Sasha, na primeira pessoa: "Eu sou uma menina" |
Como existir para lá do olhar dos outros? Eis uma questão cinematográfica e televisiva motivada pelo filme Little Girl — este texto foi publicado no Diário de Notícias (24 abril).
Só agora descobri esse filme admirável que é Little Girl, de Sébastien Lifshitz. Não foi lançado nas salas, o que, além do mais, diz bem dos desequilíbrios estruturais do nosso mercado cinematográfico: muitos filmes artisticamente irrelevantes e, mais do que isso, comercialmente desastrosos, continuam a ocupar os ecrãs de alguns cinemas, ficando de fora objectos tão singulares e fascinantes como este.
Little Girl é o chamado título internacional. Trata-se de uma produção francesa de 2020, no original Petite Fille, que, em qualquer caso, teve alguma visibilidade no contexto português como filme escolhido para o encerramento da edição do Queer Lisboa, também em 2020. Entretanto, há alguns meses, passou a estar disponível em “streaming” nos canais TVCine.
A sinopse de Little Girl pode ter tanto de esclarecedor como de redutor. A “pequena menina” do título é Sasha. Tem 7 anos e, na sua identificação oficial, está registada como um ser do sexo masculino. Ao fazer 3 anos, Sasha começou a dizer: “Quando for grande, quero ser uma menina.” Quase ninguém lhe prestou atenção, mas aos 4 anos, em grande parte graças ao carinho radical dos pais, Sasha tinha conquistado a verbalização da sua identidade: “Eu sou uma menina”.
Para Lifshitz, a pergunta metódica terá sido: como documentar a história de Sasha? Pois bem, inventariando momentos fulcrais de uma existência que não pode ser tratada em função de categorias cognitivas que se esgotem num qualquer discurso “militante” ou “panfletário” (por mais que existam razões morais e políticas que confiram a tal discurso uma inequívoca pertinência histórica).

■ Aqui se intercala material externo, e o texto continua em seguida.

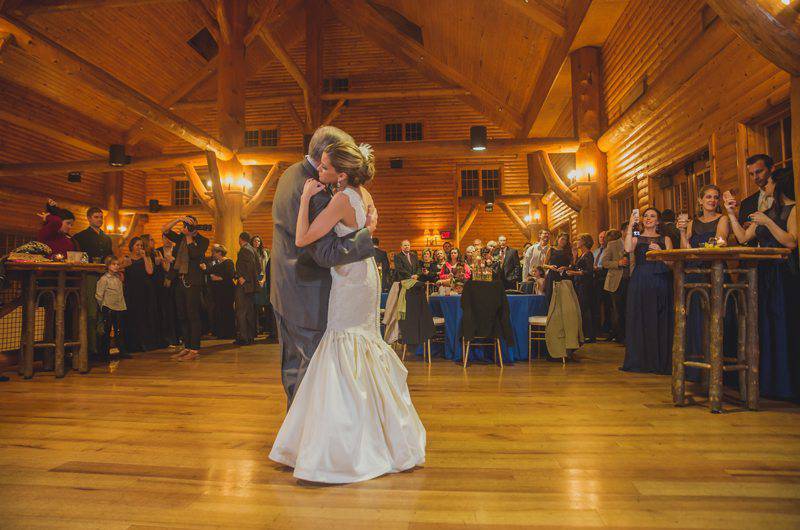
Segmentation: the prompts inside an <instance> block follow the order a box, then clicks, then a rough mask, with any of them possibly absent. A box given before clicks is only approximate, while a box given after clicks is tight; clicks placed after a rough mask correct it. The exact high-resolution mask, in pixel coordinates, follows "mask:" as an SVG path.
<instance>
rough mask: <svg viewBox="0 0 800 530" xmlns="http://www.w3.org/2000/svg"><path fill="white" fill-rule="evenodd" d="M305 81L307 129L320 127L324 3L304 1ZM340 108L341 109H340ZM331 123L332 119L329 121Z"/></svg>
mask: <svg viewBox="0 0 800 530" xmlns="http://www.w3.org/2000/svg"><path fill="white" fill-rule="evenodd" d="M305 4H306V80H307V82H308V103H309V106H310V108H309V115H310V118H311V123H310V124H308V125H309V129H310V130H311V131H312V132H313V130H314V129H316V128H317V127H319V126H320V125H322V99H320V98H321V95H322V76H323V73H322V59H323V55H322V54H323V48H322V21H323V16H324V13H325V5H326V4H325V2H323V1H322V0H306V3H305ZM340 108H341V107H340ZM330 121H332V119H331V120H330Z"/></svg>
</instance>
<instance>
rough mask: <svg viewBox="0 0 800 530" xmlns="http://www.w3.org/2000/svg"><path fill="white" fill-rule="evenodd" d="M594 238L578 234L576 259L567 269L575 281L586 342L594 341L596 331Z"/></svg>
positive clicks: (589, 236)
mask: <svg viewBox="0 0 800 530" xmlns="http://www.w3.org/2000/svg"><path fill="white" fill-rule="evenodd" d="M592 245H594V239H592V236H590V235H589V234H581V235H579V236H578V244H577V247H578V256H579V257H578V259H577V260H576V261H575V265H574V266H573V267H572V268H571V269H569V270H567V274H568V275H569V276H571V277H572V279H573V281H574V282H575V292H576V294H577V295H578V304H580V306H581V323H582V326H583V336H584V337H585V338H586V342H595V341H596V340H597V333H596V331H595V328H594V309H593V307H592V306H593V304H594V300H595V294H594V254H592Z"/></svg>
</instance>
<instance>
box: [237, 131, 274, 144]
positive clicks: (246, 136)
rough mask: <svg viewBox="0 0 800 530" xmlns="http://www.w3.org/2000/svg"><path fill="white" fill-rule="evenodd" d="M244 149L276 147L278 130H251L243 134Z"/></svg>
mask: <svg viewBox="0 0 800 530" xmlns="http://www.w3.org/2000/svg"><path fill="white" fill-rule="evenodd" d="M244 145H245V147H259V146H261V147H275V146H277V145H278V129H252V130H249V131H245V133H244Z"/></svg>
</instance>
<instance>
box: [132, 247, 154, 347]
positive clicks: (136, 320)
mask: <svg viewBox="0 0 800 530" xmlns="http://www.w3.org/2000/svg"><path fill="white" fill-rule="evenodd" d="M128 249H129V250H130V252H131V256H130V264H129V265H127V266H126V267H125V282H124V285H123V287H124V291H125V305H126V306H127V311H126V312H125V320H124V322H125V329H124V333H123V336H124V337H125V347H126V348H127V350H128V351H129V352H137V351H149V350H155V349H157V348H159V347H160V346H159V343H160V340H159V339H158V333H157V328H156V327H155V324H154V315H153V308H154V307H155V301H154V298H155V290H154V289H153V283H152V275H153V270H154V269H153V261H152V260H151V259H150V257H149V256H148V255H147V254H146V253H145V249H144V244H143V242H142V240H141V238H138V237H134V238H133V239H131V241H130V243H128Z"/></svg>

Começamos por conhecer o relato da mãe, ainda tocada pela dor de, no início, ter dito a Sasha que o seu desejo de ser uma menina era “impossível” — afinal de contas, como ela diz a certa altura, não sem alguma pudica ironia, Sasha é o único dos seus filhos com um nome masculino/feminino. Vemos Sasha e a mãe a comprar guarda-roupa feminino. Conhecemos as peripécias resultantes da resistência do director e da professora de Sasha, considerando que a sua “diferença” não deve ser explicitada pelas roupas, precisamente. Observamos o seu misto de entrega e solidão nas aulas de bailado. E assistimos às espantosas consultas com a médica que acompanha Sasha e os pais, explicando o que é a disforia de género. A saber: a tensão vivida por alguém através do conflito entre a biologia do sexo e a sua identidade de género.
Mesmo não esquecendo, antes valorizando, a comovente ternura familiar que envolve Sasha, há na sua personagem uma energia a que, sopesando a palavra, chamarei heroísmo. Por causa da resistência à agressividade moral de alguns humanos? Sim, sem dúvida, mas sobretudo porque essa resistência não se define contra o que quer que seja, antes através da maravilhosa irredutibilidade do seu ser.

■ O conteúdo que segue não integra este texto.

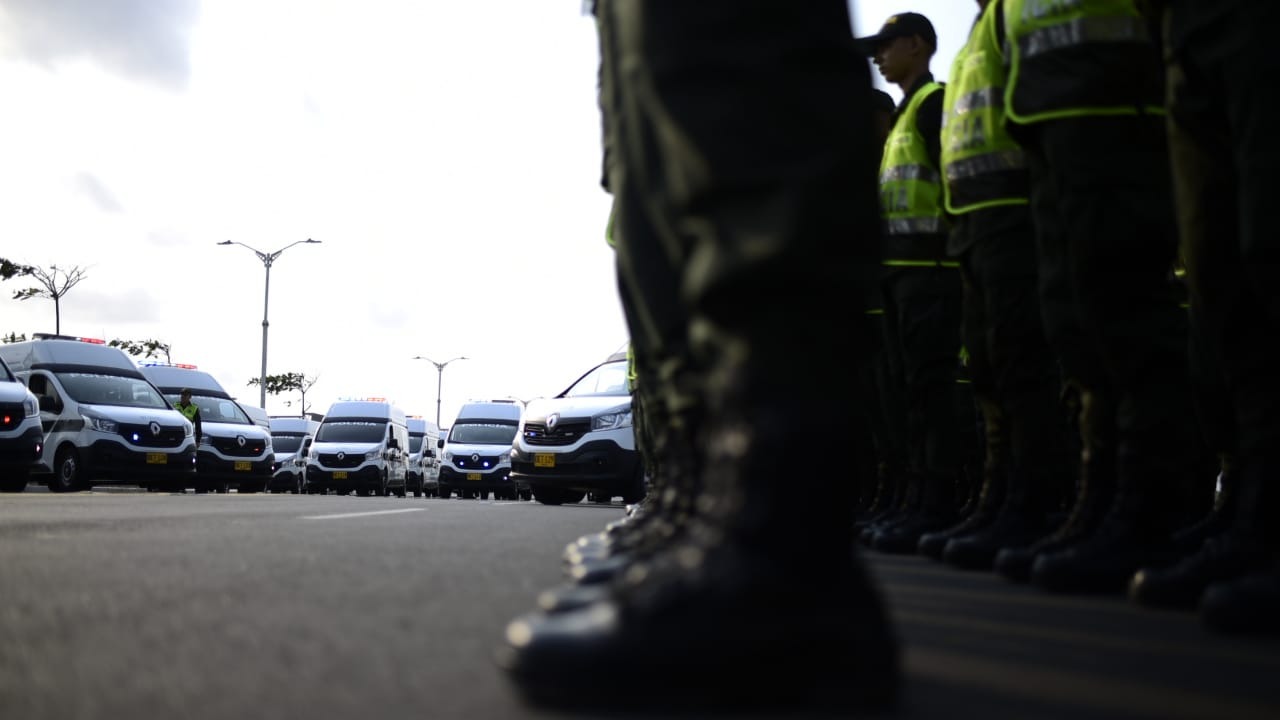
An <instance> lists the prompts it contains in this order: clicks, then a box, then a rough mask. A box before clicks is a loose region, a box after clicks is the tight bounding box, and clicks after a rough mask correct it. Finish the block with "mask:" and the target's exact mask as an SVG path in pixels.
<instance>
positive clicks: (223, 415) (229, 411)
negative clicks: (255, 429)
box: [165, 395, 253, 425]
mask: <svg viewBox="0 0 1280 720" xmlns="http://www.w3.org/2000/svg"><path fill="white" fill-rule="evenodd" d="M165 397H168V398H169V402H173V404H174V406H177V405H178V400H180V398H182V396H179V395H165ZM191 401H192V402H195V404H196V407H200V421H201V423H228V424H232V425H252V424H253V420H250V419H248V415H246V414H244V411H243V410H241V409H239V405H236V404H234V402H232V401H230V400H227V398H225V397H210V396H207V395H192V396H191Z"/></svg>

Não é banal esta questão. Porquê? Olhemos à nossa volta. O modelo corrente de herói — incluindo o do jornalista que é celebrado, não através da especificidade da situação dramática que relatou, mas apenas pelos perigos físicos que correu — tende a atrair o mesmo determinismo com que algumas ficções (cinematográficas e, sobretudo, televisivas) encenam os protagonistas como figuras santificadas que parecem conhecer antecipadamente o seu “destino”.
Little Girl é, afinal, o oposto da noção corrente de Espectáculo (assim mesmo: com esta maiúscula resultante da ignorância das maravilhas clássicas do espectáculo, neste caso em humilde minúscula). No seu mais recente romance, Graal (ed. Gallimard, Paris, 2022), outro francês, Philippe Sollers volta a expor essa obscenidade contemporânea, actualizando-a: “Os vacinados de hoje permanecem inquietos, alarmados pelo mais pequeno sintoma. Não têm medo de morrer, mas antes de não serem tidos em conta pelo Espectáculo, quer dizer, de deixarem de se sentir filmados ou televisionados.”
Convocando a “memória mítica” do reino da Atlântida, desse “maravilhoso império” descrito por Platão, Sollers sublinha os seus contrastes com a obscenidade mediática e virtual dos nossos dias: “É o país dos segredos ciosamente guardados, o contrário da nossa pós-modernidade de indiscrição generalizada.” Sasha é, justamente, um ser — e uma personagem cinematográfica — que preserva o seu segredo: dizendo que é “uma menina”, está apenas a dizer que existe por si, não através do olhar dos outros.